Ceony Twill arrives at the cottage of Magician Emery Thane with a broken heart. Having graduated at the top of her class from the Tagis Praff School for the Magically Inclined, Ceony is assigned an apprenticeship in paper magic despite her dreams of bespelling metal. And once she’s bonded to paper, that will be her only magic…forever.
Yet the spells Ceony learns under the strange yet kind Thane turn out to be more marvelous than she could have ever imagined—animating paper creatures, bringing stories to life via ghostly images, even reading fortunes. But as she discovers these wonders, Ceony also learns of the extraordinary dangers of forbidden magic.
An Excisioner—a practitioner of dark, flesh magic—invades the cottage and rips Thane’s heart from his chest. To save her teacher’s life, Ceony must face the evil magician and embark on an unbelievable adventure that will take her into the chambers of Thane’s still-beating heart—and reveal the very soul of the man.
From the imaginative mind of debut author Charlie N. Holmberg, The Paper Magician is an extraordinary adventure both dark and whimsical that will delight readers of all ages.
|The Paper Magician
Charlie N. Holmberg
Publication: September 2014
Genre: Fantasy, Romance
Received via Kindle First
Locate: amazon | b&n | worldcat
The Paper Magician by Charlie N Holmberg
The summary amazon gives you for the book makes it sounds extremely exciting; something that is fast-paced and dangerous. Instead, The Paper Magician falls more towards the whimsical side of fantasy. The reader is never truly worried about Ceony’s safety, nor are we ever really concerned about Thane’s survival. Though that may make it seem like a boring read, it actually wasn’t. It was fun, it was fluffy, it was playful. I can only recommend this as a beach/vacation read for all it’s delight because once you start to think on it, you realise how much it lacks.

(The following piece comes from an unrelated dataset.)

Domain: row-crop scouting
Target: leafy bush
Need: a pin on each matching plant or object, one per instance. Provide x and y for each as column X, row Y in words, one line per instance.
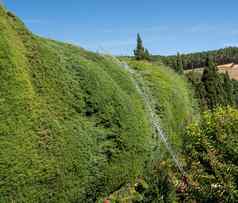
column 211, row 150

The story takes place sometime in the 1900s, but you wouldn’t have known it given the way the characters talk and the complete lack of world-building. It seems the author believes dressing her characters in period pieces would automatically convey the setting and it definitely does not. Furthermore, we know nothing about the outside world. We find out from Ceony that if she had not become a magician, she would have preferred attending culinary school. Does this mean that magic is something that exists for all in the world but in order to use it, you must tap into it with the help of magician’s schools? Or is this like Harry Potter where some people are born with magic but need education to properly use it? Does the public en masse know that magic exists? If they do, how does this affect their day to day lives? As this is supposed to take place in the early 1900s, does this world have a more balanced male/female dynamic? These are all minor questions that arise when you’re reading the story. While it is understandable that the author can’t just go ahead and answer each of these at once in the novella while still telling the story she wants, I do think we should get the feeling that the author does at least know the answer to these herself.
A love story is the crux of the story, not the magic that serves as its foundation. We are supposed to see a stubborn, strong-willed girl and a wild, mad professor make their way past each other’s defences, eventually falling into each other’s arms in love. That is definitely the case when it comes to Ceony falling in love with her professor, but not necessarily the case so far with Emery Thane. The second book in the trilogy will likely remedy this and have the professor begin to soften up towards the idea of love again. It’s fun and playful the way the two interact and if it weren’t for one major issue, this relationship would be great to see unravel. The issue? Emery Thane is not only her professor, which can be a no-no but easily overlooked, but he is also the man who paid for her entire tuition to magic school. She readily puts herself in his debt because he helped her accomplish her dream of becoming a magician. Ceony starts cooking for him and trying to impress him, then rushes off trying to save him simply because she feels indebted to him. Once she finally discovers who he is as a person, she says she is in love with him, but is she really? She only knows his memories and his past, not who he currently is. She might really love him, but it’s a love heavily influenced by obligation.
It’s really quite sad that this is the story we get, because I feel like there is so much great potential here. Emery Thane is a great character and one I’d love to read more about. His adventures seem fantastic, as does his upbringing. Lira is amazing and someone I wish we could see more of, especially since she is the one character that truly undergoes a drastic metamorphosis. The world, if/when fully developed, seems like it would be so much fun and great, yet full of danger. But we don’t see most of it here on the page. All we see is Ceony and she leaves much to be desired.